Skipping out on a rear camera for the Duo 1 wasn’t the only solution Microsoft tried, though—early prototypes showed a rear camera with a corresponding divot on the other half of the device, allowing the proto-Duo to have a rear camera bump and still fold flat. This Duo 2 prototype has a big camera bump but no divot on the other side, so it looks like it won’t fold flat? A big selling point of the first Duo was the 360 hinge and the ability to use it in single-screen mode if you wanted, but it seems like that feature is being compromised.
Another problem with the Duo 1 was its weird and out-of-date spec sheet, but many of the device’s technical shortcomings will be fixed in the sequel. Windows Central says the phone will ship with a modern SoC—the Snapdragon 888—along with NFC, one of the more bizarre omissions of the Duo 1. The phone should ship sometime in September or October.
Is Microsoft changing enough?
The Surface Duo 1 was Microsoft’s first-ever self-branded Android phone and the company’s first swing at a smartphone since the Nokia Windows Phone days.

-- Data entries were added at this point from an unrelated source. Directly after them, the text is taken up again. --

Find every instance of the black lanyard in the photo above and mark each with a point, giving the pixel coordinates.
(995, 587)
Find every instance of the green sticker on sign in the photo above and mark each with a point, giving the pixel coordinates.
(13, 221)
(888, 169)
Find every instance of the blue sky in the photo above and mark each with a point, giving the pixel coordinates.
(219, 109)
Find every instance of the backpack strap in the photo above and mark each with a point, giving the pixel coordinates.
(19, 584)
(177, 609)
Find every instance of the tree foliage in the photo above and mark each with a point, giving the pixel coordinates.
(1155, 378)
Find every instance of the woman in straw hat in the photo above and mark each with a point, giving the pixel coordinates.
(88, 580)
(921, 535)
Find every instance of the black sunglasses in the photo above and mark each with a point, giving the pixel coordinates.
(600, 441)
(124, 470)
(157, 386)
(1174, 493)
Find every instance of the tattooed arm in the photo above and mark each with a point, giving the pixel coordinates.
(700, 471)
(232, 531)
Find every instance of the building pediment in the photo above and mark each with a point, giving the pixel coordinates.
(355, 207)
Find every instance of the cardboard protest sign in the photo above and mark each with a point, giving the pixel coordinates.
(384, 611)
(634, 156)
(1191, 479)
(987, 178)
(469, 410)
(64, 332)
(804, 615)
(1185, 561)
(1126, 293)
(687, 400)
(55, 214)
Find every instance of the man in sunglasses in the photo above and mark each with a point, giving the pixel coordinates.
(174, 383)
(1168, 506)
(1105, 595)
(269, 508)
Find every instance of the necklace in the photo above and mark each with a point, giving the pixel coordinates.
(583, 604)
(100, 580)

By all accounts, the Duo 1 was a disaster. In our time with it, we experienced a ton of bugs and glaring software deficiencies, like its poor keyboard. But our big takeaway was that the form factor didn’t work. Even when folded up, the Duo 1 was significantly wider than any other device on the market, eclipsing even historically huge phones like the Nexus 6 by 10 mm, which made it uncomfortable to hold or shove into a pocket. Android doesn’t scale well to ultra-wide screens (tall is fine, wide is not), so the phone didn’t show much content.
The two-screen design also wasn’t that compelling. A tablet or foldable can offer similar side-by-side app action and also provide the flexibility of a single big screen for videos and tablet apps, which isn’t viable on the split-screen Duo. The Duo also didn’t have a front screen for notifications, which is a standard feature on every other foldable device like the Galaxy Fold and Flip, the Moto Razr, and the Xiaomi and Huawei foldables. When your phone beeps, you want to be able to glance at it to see the notification without having to use two hands to open and close the device. It does not seem like any of these issues will be addressed in the sequel.
The Surface Duo was a failure in the market, too, with discounts starting nearly immediately. Today, the sky-high $1,400 MSRP is down to almost $1,000 off. The hottest fire sale saw Duos being unloaded for $409, but today, these things are just sitting around in Amazon warehouses for $419, and they still aren’t selling out. You would think that a serious market flop like the Duo 1 would lead to dramatic changes in the sequel, but Microsoft does not seem deterred.
The company can at least fix some of the buggy software and out-of-date hardware it shipped with the Duo 1. But if you weren’t a fan of the concept before, the Duo 2 isn’t trying to do much to change your mind.